Puis, pendant sa première année pour un label
important, il passe 300 jours sur la route, visitant quelques
communautées du pays des plus éloignées:
Rock Springs, Wyoming, Elma Washington, Porterfield, Wisconsin,
... Pour Dierks, il n'y a pas de meilleure façon pour
découvrir l'Amérique. Quand le chauffeur a proposé
une télé à l'avant du bus, là où
Dierks aimait s'assoir, il a reffusé. Le paysage défilant
derrière le large pare-brise est plus intéressant
que n'importe quel écran de télévision,
selon lui. Le bus s'est arrêté dans des dizaines
de villes poussiéreuses et Dierks s'est rendu compte
progressivement que, en général, il était
le plus gros évènement de la ville depuis des
mois, ce qui l'a vraiment stupéfié.
"Je
me levais chaque matin en pensant que je devais tirer le meilleur
parti de la situation, dit-il. Quand on jouait dans un
rodéo, je me renseignais sur les chevaux, les vaches,
les prix et j'allais à la rencontre les gens. On se doit
d'être un missionnaire de la country music. On touche
la vie des gens de tous les jours. On influence ces gens. Alors
j'essaie de faire le maximum chaque jour."
Les
missionnaires les plus zèlés sont souvent des
convertis, et ça décrit bien comment Dierks en
est arrivé à la country music. Il a grandi comme
n'importe quel américain dans les années 70, entouré
par les FM rock et disco. La country est autour, diffusée
à la radio de la voiture de son père et dans les
épisodes de Hee-Haw. Peut-être que les premiers
signes sont apparus sous la forme du générique
de "Sherif, fais-moi peur" interprété
par Waylon Jennings, mais ça reste très infime.
Dierks joue de la guitare électrique mais sa frustration
grandit à mesure qu'il voit ses potes jouer du Van Halen
alors que lui se perd. De toute façon, " la musique
rock n'avait juste pas assez de résonnances pour moi,
raconte Dierks. Elle était presque là tout
en n'étant pas là. Je ne pouvais tout simplement
pas chanter comme David Lee Roth. Et j'ai perdu trois années
à écouter un paquet de mauvais groupes de rock."
A
l'âge de 17 ans, un ami lui dit qu'il doit absolument
écouter un morceau. Il se trouve que c'était Hank
Williams Jr. chantant "Man To Man", une chanson qui
raconte une communication cosmique entre un fils vivant et son
père mort.
"Ce
moment a vraiment changé toutes mes perspectives, se
souvient Dierks Bentley.
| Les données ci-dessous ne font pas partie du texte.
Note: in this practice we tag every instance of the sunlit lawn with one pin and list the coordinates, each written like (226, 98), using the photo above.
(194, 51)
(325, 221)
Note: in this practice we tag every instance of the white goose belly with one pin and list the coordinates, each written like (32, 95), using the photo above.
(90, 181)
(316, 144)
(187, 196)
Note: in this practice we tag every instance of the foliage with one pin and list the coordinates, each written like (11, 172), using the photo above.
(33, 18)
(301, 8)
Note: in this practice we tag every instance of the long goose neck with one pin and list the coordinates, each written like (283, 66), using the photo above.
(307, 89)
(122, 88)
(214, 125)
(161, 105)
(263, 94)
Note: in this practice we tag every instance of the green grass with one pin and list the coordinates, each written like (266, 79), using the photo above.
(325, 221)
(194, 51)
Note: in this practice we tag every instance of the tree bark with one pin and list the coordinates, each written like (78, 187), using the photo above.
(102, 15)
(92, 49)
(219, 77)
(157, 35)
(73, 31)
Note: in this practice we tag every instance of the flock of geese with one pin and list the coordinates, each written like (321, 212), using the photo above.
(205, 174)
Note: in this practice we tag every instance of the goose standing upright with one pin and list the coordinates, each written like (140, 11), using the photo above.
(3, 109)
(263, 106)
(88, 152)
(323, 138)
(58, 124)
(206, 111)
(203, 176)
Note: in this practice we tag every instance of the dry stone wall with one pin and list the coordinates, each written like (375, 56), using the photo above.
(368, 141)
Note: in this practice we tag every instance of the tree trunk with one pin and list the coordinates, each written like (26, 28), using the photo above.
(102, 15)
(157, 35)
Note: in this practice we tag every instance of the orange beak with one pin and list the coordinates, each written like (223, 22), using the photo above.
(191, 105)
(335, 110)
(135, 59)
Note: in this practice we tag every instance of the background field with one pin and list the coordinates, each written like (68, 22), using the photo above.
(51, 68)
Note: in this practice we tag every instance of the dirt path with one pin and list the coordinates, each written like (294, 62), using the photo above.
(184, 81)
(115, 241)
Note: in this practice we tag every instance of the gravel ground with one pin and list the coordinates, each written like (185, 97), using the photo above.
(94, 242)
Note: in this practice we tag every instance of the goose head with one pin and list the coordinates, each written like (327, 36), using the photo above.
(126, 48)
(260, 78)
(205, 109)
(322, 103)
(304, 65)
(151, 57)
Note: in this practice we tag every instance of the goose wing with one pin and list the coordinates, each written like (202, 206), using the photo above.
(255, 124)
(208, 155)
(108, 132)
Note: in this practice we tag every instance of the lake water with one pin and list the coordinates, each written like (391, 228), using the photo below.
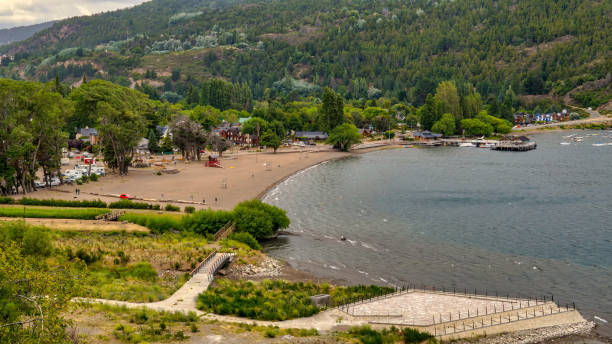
(536, 223)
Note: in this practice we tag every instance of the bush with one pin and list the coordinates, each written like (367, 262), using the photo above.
(260, 219)
(127, 204)
(62, 203)
(206, 221)
(156, 223)
(34, 241)
(170, 207)
(272, 300)
(81, 214)
(246, 238)
(6, 200)
(415, 336)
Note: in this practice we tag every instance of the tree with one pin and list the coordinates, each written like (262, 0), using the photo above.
(270, 139)
(254, 126)
(218, 143)
(121, 112)
(428, 113)
(332, 110)
(445, 126)
(31, 120)
(448, 99)
(153, 145)
(32, 297)
(475, 127)
(344, 136)
(411, 120)
(188, 136)
(381, 122)
(167, 145)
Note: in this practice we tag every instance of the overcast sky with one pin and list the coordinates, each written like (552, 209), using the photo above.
(27, 12)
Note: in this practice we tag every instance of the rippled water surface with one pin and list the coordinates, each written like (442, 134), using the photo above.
(536, 223)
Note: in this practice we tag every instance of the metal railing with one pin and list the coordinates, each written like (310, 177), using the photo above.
(500, 319)
(508, 304)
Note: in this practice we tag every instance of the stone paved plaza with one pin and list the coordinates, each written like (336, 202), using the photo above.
(420, 308)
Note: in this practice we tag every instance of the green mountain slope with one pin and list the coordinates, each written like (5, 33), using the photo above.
(361, 48)
(20, 33)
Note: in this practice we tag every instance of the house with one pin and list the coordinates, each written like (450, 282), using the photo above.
(311, 135)
(143, 146)
(367, 132)
(426, 136)
(88, 134)
(163, 131)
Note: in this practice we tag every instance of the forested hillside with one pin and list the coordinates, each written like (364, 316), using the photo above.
(360, 48)
(20, 33)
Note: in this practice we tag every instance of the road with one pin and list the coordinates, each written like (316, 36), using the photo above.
(595, 118)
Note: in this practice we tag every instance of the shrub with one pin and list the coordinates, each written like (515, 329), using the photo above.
(170, 207)
(127, 204)
(206, 221)
(414, 336)
(34, 241)
(246, 238)
(6, 200)
(260, 219)
(81, 214)
(156, 223)
(272, 300)
(62, 203)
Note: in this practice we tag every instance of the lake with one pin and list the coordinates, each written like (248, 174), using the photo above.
(535, 223)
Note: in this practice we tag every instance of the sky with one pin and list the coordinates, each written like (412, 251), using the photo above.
(26, 12)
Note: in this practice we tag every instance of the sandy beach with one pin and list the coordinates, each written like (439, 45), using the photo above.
(244, 176)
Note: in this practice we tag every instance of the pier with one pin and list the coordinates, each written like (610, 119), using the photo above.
(513, 146)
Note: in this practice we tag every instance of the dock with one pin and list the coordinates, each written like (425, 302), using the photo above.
(513, 146)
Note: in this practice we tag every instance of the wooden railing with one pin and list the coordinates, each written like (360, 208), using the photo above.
(225, 231)
(202, 263)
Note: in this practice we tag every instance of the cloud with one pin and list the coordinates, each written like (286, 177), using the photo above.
(28, 12)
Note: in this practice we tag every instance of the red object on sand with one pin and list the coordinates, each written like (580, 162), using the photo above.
(213, 161)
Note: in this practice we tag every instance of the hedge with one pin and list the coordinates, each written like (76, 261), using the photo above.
(127, 204)
(62, 203)
(80, 214)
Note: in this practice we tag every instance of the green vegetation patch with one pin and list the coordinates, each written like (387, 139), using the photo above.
(275, 300)
(129, 267)
(52, 213)
(366, 335)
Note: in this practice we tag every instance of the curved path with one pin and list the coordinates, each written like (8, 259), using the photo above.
(184, 299)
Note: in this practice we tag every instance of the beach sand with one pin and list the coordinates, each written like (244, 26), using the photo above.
(245, 176)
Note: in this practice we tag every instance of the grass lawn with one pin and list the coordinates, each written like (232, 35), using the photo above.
(135, 267)
(275, 300)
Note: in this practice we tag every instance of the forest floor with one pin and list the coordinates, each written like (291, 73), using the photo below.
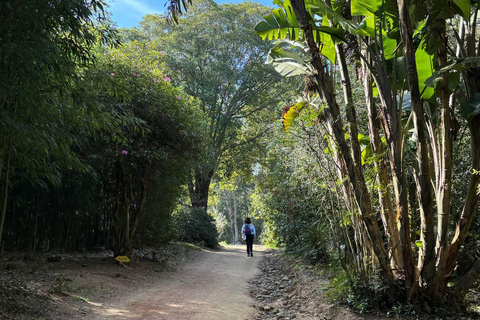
(178, 283)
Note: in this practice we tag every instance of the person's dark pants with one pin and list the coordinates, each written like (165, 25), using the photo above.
(249, 241)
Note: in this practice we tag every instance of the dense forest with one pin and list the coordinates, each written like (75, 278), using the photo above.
(173, 131)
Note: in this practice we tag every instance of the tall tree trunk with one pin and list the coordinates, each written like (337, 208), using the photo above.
(471, 201)
(386, 206)
(444, 185)
(424, 192)
(235, 217)
(4, 184)
(333, 115)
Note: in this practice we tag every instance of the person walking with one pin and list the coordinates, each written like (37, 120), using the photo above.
(248, 233)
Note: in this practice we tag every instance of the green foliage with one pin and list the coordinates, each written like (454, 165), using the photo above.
(196, 226)
(42, 102)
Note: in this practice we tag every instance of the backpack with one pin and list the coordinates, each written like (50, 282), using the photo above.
(247, 230)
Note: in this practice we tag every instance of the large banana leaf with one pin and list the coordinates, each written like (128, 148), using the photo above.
(290, 68)
(470, 108)
(424, 62)
(288, 63)
(280, 24)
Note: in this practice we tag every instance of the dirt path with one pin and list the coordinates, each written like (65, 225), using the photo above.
(213, 285)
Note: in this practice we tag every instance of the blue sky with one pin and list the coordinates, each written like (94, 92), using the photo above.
(128, 13)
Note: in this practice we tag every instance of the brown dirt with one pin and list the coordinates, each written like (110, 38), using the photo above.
(176, 283)
(209, 284)
(285, 291)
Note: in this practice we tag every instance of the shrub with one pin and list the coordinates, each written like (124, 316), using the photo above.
(196, 226)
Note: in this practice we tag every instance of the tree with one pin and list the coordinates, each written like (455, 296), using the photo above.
(409, 84)
(160, 132)
(43, 46)
(227, 75)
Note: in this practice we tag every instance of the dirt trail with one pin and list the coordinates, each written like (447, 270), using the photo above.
(213, 285)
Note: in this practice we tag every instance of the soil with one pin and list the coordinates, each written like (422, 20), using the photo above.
(162, 284)
(286, 291)
(178, 283)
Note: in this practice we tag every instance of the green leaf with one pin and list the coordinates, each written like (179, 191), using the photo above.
(366, 28)
(275, 54)
(365, 7)
(464, 6)
(290, 68)
(290, 113)
(471, 107)
(424, 62)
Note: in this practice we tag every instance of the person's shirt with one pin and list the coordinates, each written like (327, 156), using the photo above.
(251, 226)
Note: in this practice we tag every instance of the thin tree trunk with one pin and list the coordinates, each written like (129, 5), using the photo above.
(235, 228)
(199, 187)
(427, 254)
(444, 189)
(386, 207)
(5, 184)
(471, 201)
(326, 93)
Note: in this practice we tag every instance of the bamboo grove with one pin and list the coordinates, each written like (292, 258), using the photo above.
(419, 66)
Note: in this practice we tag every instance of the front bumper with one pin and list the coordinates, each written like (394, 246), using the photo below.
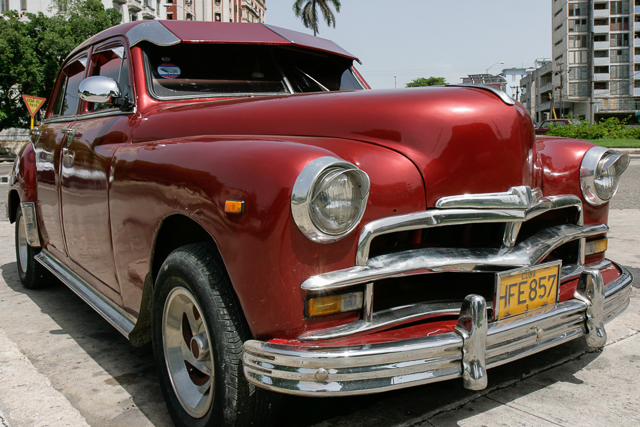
(475, 346)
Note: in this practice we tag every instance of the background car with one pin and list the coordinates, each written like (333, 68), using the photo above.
(543, 127)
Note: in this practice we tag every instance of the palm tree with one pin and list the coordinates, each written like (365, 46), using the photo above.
(307, 10)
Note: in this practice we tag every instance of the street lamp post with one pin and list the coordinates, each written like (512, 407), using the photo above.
(195, 18)
(500, 62)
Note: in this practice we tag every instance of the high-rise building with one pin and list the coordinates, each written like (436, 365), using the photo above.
(594, 71)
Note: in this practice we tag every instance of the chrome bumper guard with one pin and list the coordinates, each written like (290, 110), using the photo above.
(467, 353)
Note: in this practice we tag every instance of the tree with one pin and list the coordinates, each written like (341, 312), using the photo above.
(32, 51)
(431, 81)
(307, 10)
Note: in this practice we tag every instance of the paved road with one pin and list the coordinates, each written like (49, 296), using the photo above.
(61, 364)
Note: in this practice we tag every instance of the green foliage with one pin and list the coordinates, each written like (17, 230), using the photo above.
(307, 10)
(32, 51)
(431, 81)
(611, 128)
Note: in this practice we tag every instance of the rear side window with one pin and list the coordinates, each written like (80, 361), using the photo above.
(67, 100)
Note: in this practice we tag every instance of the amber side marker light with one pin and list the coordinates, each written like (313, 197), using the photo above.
(596, 247)
(333, 304)
(234, 207)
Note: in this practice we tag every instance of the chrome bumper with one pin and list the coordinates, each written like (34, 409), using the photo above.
(475, 346)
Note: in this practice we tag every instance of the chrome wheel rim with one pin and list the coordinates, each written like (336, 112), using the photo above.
(23, 246)
(187, 352)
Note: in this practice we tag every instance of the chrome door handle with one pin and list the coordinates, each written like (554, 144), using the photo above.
(70, 133)
(35, 135)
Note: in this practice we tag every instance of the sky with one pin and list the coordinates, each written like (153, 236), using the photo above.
(440, 38)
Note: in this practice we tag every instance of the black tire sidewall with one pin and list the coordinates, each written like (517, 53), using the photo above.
(29, 278)
(183, 269)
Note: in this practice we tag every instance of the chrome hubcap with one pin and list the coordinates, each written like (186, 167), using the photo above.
(186, 349)
(23, 247)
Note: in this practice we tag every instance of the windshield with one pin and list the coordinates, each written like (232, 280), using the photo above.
(206, 70)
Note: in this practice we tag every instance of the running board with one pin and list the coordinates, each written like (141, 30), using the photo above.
(112, 313)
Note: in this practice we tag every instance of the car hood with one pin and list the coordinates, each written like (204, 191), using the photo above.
(462, 139)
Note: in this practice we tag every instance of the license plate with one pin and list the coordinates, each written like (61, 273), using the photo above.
(524, 289)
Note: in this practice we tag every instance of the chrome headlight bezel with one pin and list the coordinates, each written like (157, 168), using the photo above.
(595, 163)
(304, 189)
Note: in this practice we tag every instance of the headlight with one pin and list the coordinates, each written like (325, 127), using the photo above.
(329, 199)
(600, 173)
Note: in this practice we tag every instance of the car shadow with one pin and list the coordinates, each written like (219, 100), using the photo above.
(133, 369)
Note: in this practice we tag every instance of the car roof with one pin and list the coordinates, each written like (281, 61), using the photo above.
(167, 33)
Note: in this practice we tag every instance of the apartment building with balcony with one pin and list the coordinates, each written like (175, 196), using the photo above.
(595, 62)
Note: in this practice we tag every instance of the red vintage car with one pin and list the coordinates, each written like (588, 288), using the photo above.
(235, 194)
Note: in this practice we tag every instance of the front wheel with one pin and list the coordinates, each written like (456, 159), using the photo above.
(198, 332)
(32, 274)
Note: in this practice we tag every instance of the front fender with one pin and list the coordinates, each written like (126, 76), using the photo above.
(560, 160)
(265, 254)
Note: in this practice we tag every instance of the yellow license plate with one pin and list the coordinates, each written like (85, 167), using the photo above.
(525, 289)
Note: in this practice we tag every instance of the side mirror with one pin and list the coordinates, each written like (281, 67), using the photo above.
(99, 89)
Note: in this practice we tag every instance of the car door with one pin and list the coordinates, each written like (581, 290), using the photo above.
(48, 151)
(85, 171)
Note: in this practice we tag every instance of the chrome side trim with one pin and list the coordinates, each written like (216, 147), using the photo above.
(363, 369)
(110, 311)
(94, 115)
(452, 215)
(420, 261)
(31, 223)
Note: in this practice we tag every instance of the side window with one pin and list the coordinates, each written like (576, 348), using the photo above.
(67, 99)
(114, 64)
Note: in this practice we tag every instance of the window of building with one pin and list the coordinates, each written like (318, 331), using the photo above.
(578, 57)
(578, 25)
(579, 89)
(620, 23)
(619, 87)
(578, 73)
(619, 8)
(578, 41)
(619, 55)
(619, 40)
(578, 9)
(620, 71)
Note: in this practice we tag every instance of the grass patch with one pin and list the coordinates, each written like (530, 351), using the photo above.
(616, 143)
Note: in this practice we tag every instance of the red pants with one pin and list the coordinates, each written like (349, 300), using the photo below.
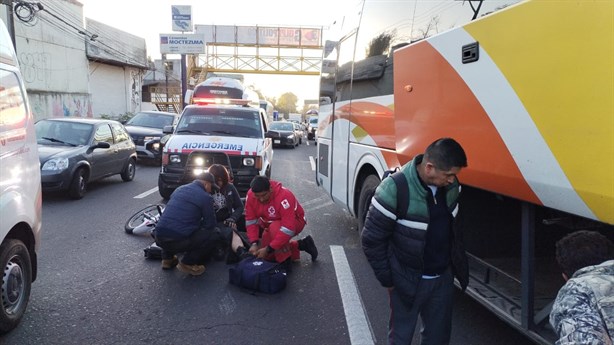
(289, 249)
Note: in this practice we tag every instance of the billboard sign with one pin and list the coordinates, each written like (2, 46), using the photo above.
(259, 35)
(182, 18)
(182, 44)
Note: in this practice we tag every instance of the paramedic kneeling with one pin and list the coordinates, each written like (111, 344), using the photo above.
(273, 217)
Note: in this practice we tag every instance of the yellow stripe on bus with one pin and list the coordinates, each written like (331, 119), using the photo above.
(574, 109)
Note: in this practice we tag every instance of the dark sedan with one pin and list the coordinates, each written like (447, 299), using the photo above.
(145, 128)
(283, 134)
(75, 151)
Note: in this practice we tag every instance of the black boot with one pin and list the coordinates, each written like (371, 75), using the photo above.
(307, 245)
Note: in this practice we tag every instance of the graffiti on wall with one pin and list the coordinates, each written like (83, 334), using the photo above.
(35, 67)
(135, 96)
(46, 105)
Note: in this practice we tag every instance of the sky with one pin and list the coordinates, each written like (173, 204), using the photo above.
(150, 18)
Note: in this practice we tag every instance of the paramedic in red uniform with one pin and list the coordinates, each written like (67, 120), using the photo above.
(273, 217)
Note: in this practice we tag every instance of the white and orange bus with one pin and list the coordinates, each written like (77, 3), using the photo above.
(527, 88)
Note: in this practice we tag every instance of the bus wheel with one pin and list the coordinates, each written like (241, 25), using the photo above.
(366, 193)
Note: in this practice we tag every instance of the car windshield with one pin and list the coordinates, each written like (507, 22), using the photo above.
(230, 122)
(282, 126)
(151, 120)
(63, 133)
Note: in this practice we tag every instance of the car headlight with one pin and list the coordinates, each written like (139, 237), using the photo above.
(56, 164)
(174, 158)
(200, 161)
(249, 162)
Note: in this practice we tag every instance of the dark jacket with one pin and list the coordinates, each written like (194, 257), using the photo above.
(395, 247)
(189, 208)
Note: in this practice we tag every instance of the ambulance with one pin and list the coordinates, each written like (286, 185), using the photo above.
(216, 129)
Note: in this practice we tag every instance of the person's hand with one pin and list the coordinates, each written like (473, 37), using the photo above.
(230, 223)
(254, 248)
(261, 253)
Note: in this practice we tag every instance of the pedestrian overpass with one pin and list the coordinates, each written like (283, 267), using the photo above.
(247, 50)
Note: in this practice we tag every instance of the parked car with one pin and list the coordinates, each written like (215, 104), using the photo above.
(300, 131)
(76, 151)
(313, 127)
(145, 128)
(283, 134)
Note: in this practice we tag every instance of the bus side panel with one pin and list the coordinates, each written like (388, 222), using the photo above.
(525, 112)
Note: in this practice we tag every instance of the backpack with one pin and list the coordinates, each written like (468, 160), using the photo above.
(258, 275)
(153, 252)
(402, 191)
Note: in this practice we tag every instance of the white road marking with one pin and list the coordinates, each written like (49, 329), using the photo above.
(326, 204)
(142, 195)
(359, 328)
(313, 163)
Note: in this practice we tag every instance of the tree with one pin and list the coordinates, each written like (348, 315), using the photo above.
(286, 103)
(431, 26)
(380, 44)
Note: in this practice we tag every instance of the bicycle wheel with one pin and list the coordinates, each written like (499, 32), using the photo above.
(149, 213)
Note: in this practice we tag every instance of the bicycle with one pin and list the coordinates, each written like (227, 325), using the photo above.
(144, 221)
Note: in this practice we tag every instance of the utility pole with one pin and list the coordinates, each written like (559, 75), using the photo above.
(166, 77)
(10, 21)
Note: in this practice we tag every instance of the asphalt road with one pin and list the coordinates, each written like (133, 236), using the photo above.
(95, 286)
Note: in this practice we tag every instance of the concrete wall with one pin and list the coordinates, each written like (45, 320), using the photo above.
(53, 61)
(115, 90)
(75, 66)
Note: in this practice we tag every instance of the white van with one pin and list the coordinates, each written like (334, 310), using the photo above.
(20, 190)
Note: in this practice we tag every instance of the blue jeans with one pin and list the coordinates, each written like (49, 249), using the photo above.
(433, 303)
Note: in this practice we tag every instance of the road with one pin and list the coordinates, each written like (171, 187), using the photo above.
(95, 286)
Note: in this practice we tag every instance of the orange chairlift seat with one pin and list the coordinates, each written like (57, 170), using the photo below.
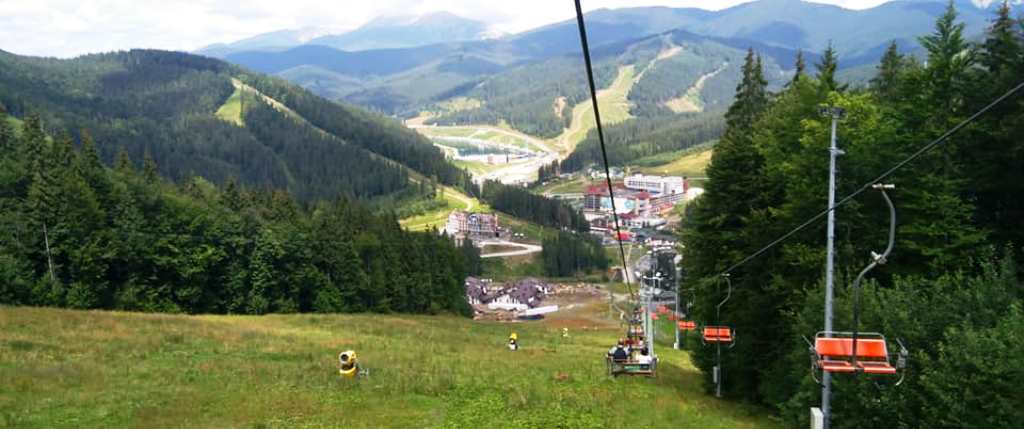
(859, 351)
(687, 326)
(835, 353)
(718, 335)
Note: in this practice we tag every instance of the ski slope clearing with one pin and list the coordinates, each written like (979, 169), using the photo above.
(99, 370)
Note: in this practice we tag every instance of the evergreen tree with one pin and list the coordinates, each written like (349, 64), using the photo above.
(801, 68)
(7, 135)
(150, 172)
(123, 164)
(949, 57)
(715, 226)
(34, 147)
(886, 83)
(752, 96)
(1001, 49)
(826, 71)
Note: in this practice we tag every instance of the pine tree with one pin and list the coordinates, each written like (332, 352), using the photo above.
(1001, 49)
(35, 151)
(123, 164)
(7, 135)
(886, 82)
(752, 96)
(949, 57)
(715, 225)
(801, 68)
(150, 172)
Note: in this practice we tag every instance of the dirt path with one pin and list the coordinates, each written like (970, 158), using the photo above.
(526, 249)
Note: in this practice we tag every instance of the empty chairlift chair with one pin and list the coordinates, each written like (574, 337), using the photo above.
(858, 351)
(718, 335)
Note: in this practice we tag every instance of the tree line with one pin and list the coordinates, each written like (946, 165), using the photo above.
(79, 234)
(521, 203)
(641, 137)
(951, 290)
(164, 103)
(525, 96)
(567, 253)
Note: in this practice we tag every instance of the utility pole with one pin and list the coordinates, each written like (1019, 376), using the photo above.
(834, 152)
(675, 266)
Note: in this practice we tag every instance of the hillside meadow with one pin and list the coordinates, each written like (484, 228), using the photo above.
(102, 369)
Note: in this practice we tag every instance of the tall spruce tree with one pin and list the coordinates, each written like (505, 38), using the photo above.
(1001, 49)
(826, 70)
(801, 69)
(714, 232)
(892, 67)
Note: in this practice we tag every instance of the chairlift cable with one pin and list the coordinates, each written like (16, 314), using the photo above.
(878, 179)
(600, 137)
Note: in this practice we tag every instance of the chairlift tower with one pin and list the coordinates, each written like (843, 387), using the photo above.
(836, 114)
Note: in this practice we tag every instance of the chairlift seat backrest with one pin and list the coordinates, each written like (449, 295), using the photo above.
(718, 334)
(836, 354)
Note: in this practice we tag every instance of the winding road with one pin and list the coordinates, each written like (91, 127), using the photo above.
(526, 249)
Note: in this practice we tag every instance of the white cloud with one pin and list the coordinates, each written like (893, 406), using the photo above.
(68, 28)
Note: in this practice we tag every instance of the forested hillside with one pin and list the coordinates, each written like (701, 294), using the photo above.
(164, 104)
(641, 137)
(951, 290)
(79, 234)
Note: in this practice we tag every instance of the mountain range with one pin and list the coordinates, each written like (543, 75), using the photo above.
(202, 117)
(408, 80)
(382, 33)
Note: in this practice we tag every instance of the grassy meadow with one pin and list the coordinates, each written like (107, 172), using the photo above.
(690, 163)
(99, 370)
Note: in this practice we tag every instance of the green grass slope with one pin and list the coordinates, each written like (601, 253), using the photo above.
(92, 369)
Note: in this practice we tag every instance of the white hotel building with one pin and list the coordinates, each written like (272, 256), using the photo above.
(658, 185)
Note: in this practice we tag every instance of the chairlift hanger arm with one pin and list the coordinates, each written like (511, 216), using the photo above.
(876, 261)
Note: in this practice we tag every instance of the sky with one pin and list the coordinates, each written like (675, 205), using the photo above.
(70, 28)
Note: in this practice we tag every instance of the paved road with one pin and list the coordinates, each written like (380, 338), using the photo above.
(526, 249)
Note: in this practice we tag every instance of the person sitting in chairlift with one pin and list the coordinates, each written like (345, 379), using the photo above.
(620, 353)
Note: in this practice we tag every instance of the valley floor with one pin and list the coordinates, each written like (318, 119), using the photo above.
(98, 369)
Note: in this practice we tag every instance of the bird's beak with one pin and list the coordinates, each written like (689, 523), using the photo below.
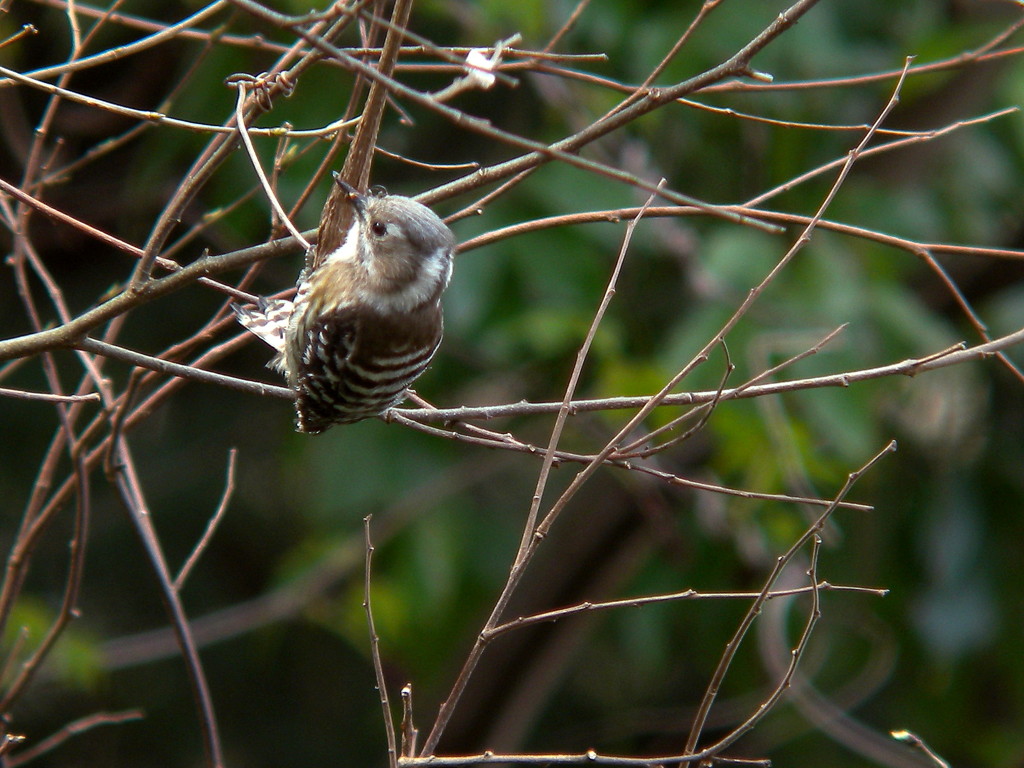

Tout est devenu évident.
J'ai tout simplement su que j'aimais la country music."
Il
commence alors à écrire des chansons et à
apprendre comment jouer de la guitare rythmique. Il se rend
à Nashville sans éveiller aucune crainte de la
part de sa famille. Et quand les réalités de la
Citée de la Musique commencent vraiment à le décourager,
il se rend pour la première fois au Station Inn, un des
plus légendaires bars de bluegrass, avec une fausse carte
d'identité.
"Dieu
merci j'y suis entré, dit-il. Le Bluegrass m'a
donné toutes mes bases. Je pensais: ces gens et cette
musique et ce bâtiment; c'est ici que je vais me construire."
Et
il passe tous ses mardis soirs à écouter le groupe
de la maison, les Sidemen, et à observer le chanteur
Terry Eldredge."J'observais tout ce qu'il faisait, raconte
Dierks, lui qui n'a jamais pris de cours formel de chant. Il
préfère appliquer le conseil de Terry Eldredge:
" Ecoute le chant dans ta tête, laisse le se développer
dans ton coeur, puis, laisse le sortir de ta bouche."
Le
découragement de Dierks devient une dévotion.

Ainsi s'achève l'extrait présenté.